Une stratégie de défense immuable
À 66 ans, Sefrioui apparaît inchangé depuis sa condamnation pour implication dans la campagne de haine ayant conduit à la mort du professeur d'histoire-géographie le 16 octobre 2020. Contrairement à son co-accusé Brahim Chnina, qui a reconnu une part de responsabilité, Sefrioui maintient une position rigide sans la moindre concession.

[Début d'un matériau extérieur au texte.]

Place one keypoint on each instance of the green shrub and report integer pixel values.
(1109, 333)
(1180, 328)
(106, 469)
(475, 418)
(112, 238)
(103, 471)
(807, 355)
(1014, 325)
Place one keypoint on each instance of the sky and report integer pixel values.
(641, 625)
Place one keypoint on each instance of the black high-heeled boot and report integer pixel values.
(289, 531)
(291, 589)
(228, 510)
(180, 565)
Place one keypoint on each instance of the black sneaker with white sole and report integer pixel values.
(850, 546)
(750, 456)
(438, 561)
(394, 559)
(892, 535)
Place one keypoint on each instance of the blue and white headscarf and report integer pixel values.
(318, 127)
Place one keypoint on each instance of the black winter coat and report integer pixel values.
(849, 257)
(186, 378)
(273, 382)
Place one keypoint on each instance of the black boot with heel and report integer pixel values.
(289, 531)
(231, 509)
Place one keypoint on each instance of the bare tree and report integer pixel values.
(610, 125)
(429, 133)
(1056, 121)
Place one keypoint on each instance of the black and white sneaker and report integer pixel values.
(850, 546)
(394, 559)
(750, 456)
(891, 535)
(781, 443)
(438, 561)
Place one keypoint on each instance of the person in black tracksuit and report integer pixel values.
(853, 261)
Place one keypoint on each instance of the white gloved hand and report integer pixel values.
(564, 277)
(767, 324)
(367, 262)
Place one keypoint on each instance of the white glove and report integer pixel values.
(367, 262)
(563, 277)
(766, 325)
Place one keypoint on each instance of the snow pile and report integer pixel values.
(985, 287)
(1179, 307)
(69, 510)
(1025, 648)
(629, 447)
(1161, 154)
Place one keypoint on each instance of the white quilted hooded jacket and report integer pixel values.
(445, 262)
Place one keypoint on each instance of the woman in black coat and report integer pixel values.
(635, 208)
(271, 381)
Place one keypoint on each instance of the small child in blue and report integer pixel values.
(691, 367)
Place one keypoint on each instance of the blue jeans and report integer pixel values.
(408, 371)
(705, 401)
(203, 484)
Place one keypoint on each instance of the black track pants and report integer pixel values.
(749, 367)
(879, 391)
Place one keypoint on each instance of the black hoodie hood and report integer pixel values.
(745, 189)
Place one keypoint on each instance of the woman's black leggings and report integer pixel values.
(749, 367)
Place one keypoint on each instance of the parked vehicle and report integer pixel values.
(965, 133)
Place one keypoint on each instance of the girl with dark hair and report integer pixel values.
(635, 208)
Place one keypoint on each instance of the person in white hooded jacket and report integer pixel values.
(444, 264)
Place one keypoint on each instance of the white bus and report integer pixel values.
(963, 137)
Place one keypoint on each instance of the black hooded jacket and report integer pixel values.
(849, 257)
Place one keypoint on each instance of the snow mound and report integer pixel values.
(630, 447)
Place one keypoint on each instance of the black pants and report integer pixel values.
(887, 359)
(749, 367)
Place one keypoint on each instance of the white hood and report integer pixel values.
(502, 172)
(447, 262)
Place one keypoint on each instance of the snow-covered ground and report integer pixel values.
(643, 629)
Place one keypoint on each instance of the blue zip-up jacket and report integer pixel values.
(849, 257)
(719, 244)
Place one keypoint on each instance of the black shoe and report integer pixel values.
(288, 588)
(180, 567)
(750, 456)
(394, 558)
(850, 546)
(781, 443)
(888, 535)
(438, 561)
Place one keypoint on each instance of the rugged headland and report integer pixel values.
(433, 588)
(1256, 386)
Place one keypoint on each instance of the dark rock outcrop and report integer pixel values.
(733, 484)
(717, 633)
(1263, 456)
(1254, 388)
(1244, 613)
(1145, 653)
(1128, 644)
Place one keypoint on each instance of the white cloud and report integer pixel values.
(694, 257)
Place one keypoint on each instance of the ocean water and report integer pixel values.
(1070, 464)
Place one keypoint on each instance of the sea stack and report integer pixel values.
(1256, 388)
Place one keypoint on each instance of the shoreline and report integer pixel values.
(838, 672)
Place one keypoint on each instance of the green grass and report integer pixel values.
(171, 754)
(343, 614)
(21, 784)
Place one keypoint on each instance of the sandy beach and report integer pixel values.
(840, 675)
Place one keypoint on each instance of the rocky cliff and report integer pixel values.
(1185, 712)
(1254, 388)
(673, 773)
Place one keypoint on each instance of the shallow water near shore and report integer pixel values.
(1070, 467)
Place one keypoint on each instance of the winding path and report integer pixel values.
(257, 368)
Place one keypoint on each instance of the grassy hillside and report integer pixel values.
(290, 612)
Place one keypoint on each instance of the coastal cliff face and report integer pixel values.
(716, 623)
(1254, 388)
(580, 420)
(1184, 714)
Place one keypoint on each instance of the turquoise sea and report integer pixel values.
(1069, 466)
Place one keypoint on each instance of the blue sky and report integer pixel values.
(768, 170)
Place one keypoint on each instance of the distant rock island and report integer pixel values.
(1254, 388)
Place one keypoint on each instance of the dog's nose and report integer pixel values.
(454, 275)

Il conteste fermement l'infraction d'« association de malfaiteurs terroriste » qui lui est reprochée, invoquant la complexité juridique de cette qualification. La cour devra déterminer si l'entente entre les deux hommes pour accuser Samuel Paty de blasphème, dans un contexte de menace terroriste liée aux caricatures, constitue bien cette infraction.
Absence totale de remords
Abdelhakim Sefrioui ne reconnaît aucune erreur, aucune maladresse, et surtout aucune responsabilité morale dans la mort de l'enseignant. Même un lapsus révélateur lors de ses premiers mots à la famille Paty – où il a commencé à dire « excuses » avant de se reprendre en « condoléances » – n'a pas infléchi sa position.
Son interrogatoire a confirmé son profil d'ergoteur infatigable, maître des digressions et des circonlocutions, reproduisant exactement la même stratégie qu'en première instance. La cour d'assises spéciale devra maintenant décider si elle confirme ou infirme le raisonnement qui avait prévalu lors du premier jugement.